Is your start-up news website legal?

Is your start-up news website legal?

That might seem like an absurd question, especially for readers in the United States, where the First Amendment protects the freedom of the press. How can a news website be illegal?

Well, while the First Amendment protects freedom of the press, plenty of other federal, state and local legislation regulates the conduct of business. And the First Amendment doesn’t give news publishers a free pass to ignore that. So you’d better be paying taxes on your business income. And abiding by legal hiring and employment practices if you’re bringing on help.

“No sweat,” I can hear some of you saying to yourselves. “I pay my state and federal income taxes and work by myself at home. I don’t need to worry about employment law or all that other stuff.”
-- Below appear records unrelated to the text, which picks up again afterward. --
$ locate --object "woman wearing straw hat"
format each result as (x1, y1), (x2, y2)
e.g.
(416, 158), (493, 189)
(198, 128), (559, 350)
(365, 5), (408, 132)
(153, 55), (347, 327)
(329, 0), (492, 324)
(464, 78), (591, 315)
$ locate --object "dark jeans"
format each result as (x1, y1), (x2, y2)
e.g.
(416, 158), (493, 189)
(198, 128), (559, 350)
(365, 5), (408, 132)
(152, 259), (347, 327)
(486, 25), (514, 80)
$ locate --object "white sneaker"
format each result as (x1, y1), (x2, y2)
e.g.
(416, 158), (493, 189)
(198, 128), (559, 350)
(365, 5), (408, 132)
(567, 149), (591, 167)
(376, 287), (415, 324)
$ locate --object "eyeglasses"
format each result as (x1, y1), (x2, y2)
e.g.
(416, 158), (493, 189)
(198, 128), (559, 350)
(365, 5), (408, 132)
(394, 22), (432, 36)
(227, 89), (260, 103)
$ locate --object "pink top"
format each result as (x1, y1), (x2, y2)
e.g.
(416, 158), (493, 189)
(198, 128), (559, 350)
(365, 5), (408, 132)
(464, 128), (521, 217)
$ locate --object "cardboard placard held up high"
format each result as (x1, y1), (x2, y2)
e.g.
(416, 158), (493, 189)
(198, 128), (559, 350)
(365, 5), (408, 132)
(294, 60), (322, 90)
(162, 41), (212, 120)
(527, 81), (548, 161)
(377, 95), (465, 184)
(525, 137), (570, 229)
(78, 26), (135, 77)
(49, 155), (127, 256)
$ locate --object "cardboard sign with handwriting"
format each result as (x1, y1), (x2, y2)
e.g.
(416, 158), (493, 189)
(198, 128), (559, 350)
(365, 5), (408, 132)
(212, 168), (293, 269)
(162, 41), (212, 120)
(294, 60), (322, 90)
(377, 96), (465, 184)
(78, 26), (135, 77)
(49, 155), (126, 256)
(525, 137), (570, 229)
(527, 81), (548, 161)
Ah, you work at home, you say? Then you might not be running a legal business after all.

Have you checked your local zoning code to see what it says about running a business out of your home? You might surprised by what you learn. Even if all you do in running your business is to type on your home computer, the fact that you’re earning income that’s not coming from an employer is enough in some jurisdictions to cover you under local home-business zoning and tax rules.

Every few years, the City of Pasadena (California) sends me a letter asking me to pay up for a city business license and tax. The same letter goes to everyone with a Pasadena mailing address who reported Schedule C income on his or her federal tax return who hasn’t obtained a license yet. (Schedule C is the form through which you report all 1099 or miscellaneous income. It’s the form that home business owners who do not incorporate use to report their business income.)

Pasadena’s hardly alone. New York City, for example, levies a unincorporated business tax that hits many freelance writers and website publishers. The City of Los Angeles also hits freelancers and writers (among others) with a city business tax, but exempts the first $100,000 in income. Fail to pay these local taxes and license fees, and you’re running an illegal business.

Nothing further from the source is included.